Transfigurasi mengingatkan kita akan Pesta Pondok Daun, ketika Ezra dan Nehemia membacakan kitab suci bagi umat sesudah mereka kembali dari pembuangan. Pada saat yang sama, transfigurasi mengantisipasi kemuliaan Yesus, sebagai persiapan atas skandal kesengsaraan. Kemuliaan ilahi juga dinyatakan oleh awan yang menaungi para murid, sebagai simbol kehadiran Allah. Transfigurasi serupa itu juga terjadi dengan Kitab Suci, yang melampaui dirinya sendiri ketika menjadi bekal hidup orang-orang beriman. Sebagaimana diingatkan oleh Verbum Domini : ”Dalam menetapkan relasi antara pelbagai makna Kitab Suci, pentinglah untuk memahami transisi dari huruf ke roh. Transisi ini bukanlah sesuatu yang terjadi otomatis dan spontan; sebaliknya, huruf itu perlu dilampaui” (no. 38)

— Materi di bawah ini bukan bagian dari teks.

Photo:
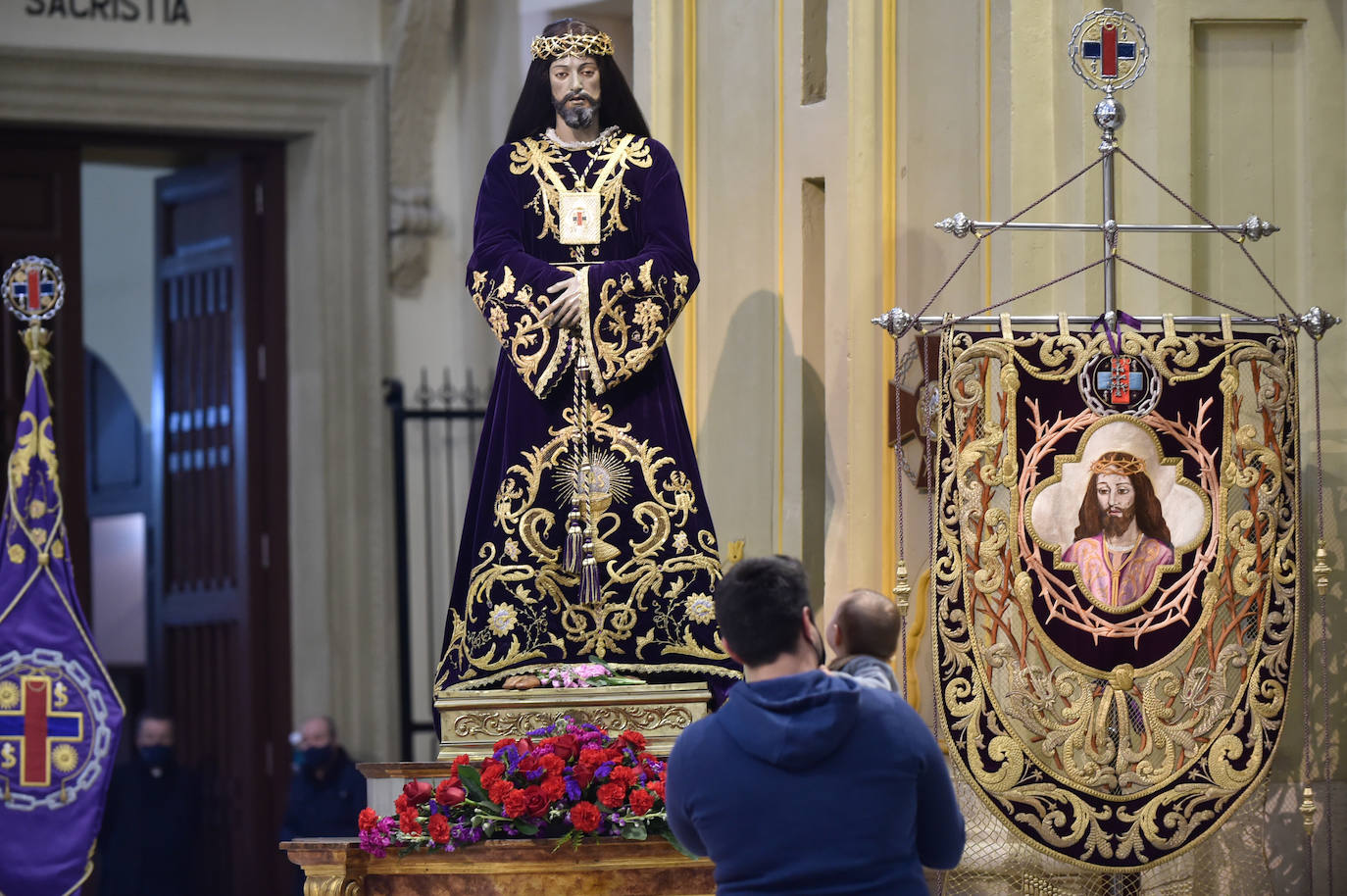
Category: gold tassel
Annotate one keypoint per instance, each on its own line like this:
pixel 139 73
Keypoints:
pixel 901 590
pixel 589 578
pixel 572 558
pixel 1322 569
pixel 1307 809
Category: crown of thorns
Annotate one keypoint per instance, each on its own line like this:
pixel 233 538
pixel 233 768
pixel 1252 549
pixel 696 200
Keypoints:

15. Di jalan menyambut Sabda Allah, kita ditemani Bunda Tuhan yang diakui sebagai yang berbahagia karena telah percaya bahwa apa yang dikatakan kepadanya dari Tuhan, akan terlaksana (Luk. 1:45). Sabda bahagia tentang Maria ini mendahului semua sabda bahagia yang diucapkan oleh Yesus tentang mereka yang miskin dan yang menangis, yang lemah lembut, para pembawa damai, dan mereka yang dianiaya, karena merupakan syarat yang perlu untuk setiap sabda bahagia yang lain. Yang miskin tidaklah berbahagia karena mereka miskin; mereka menjadi berbahagia jika, seperti Maria, percaya kepada pemenuhan Sabda Allah. Hal ini diingatkan oleh seorang murid dan guru agung Kitab Suci, Santo Agustinus: ”seorang perempuan dari antara orang banyak dengan antusias berseru kepada-Nya: ‘Berbahagialah ibu yang telah mengandung Engkau’. Tetapi Yesus menjawab, ’Yang berbahagia ialah mereka yang mendengarkan firman Allah dan yang memeliharanya‘. Seolah-olah di sini dikatakan: Ibu-Ku, yang kamu sebut berbahagia itu, sungguh berbahagia justru karena ia memelihara Sabda Allah, bukan karena di dalam dia sang Sabda menjadi daging dan tinggal di antara kita, tetapi karena ia memelihara Sabda Allah yang olehNya ia diciptakan, dan yang di dalam rahimnya menjadi daging” (Komentar tentang Injil Yohanes, 10:3).
Hari Minggu Sabda Allah dapat membantu umat Allah tumbuh dalam keakraban yang saleh dan tekun dengan Kitab Suci, sebagaimana diajarkan oleh pengarang suci pada zaman dulu: ”Firman ini sangat dekat padamu, yakni di dalam mulutmu dan di dalam hatimu, untuk dilakukan” (Ul. 30:14).
Dikeluarkan di Roma, di Basilika Santo Yohanes Lateran, pada tanggal 30 September 2019, pada peringatan Santo Hieronimus, di awal tahun ke-1600 kematiannya.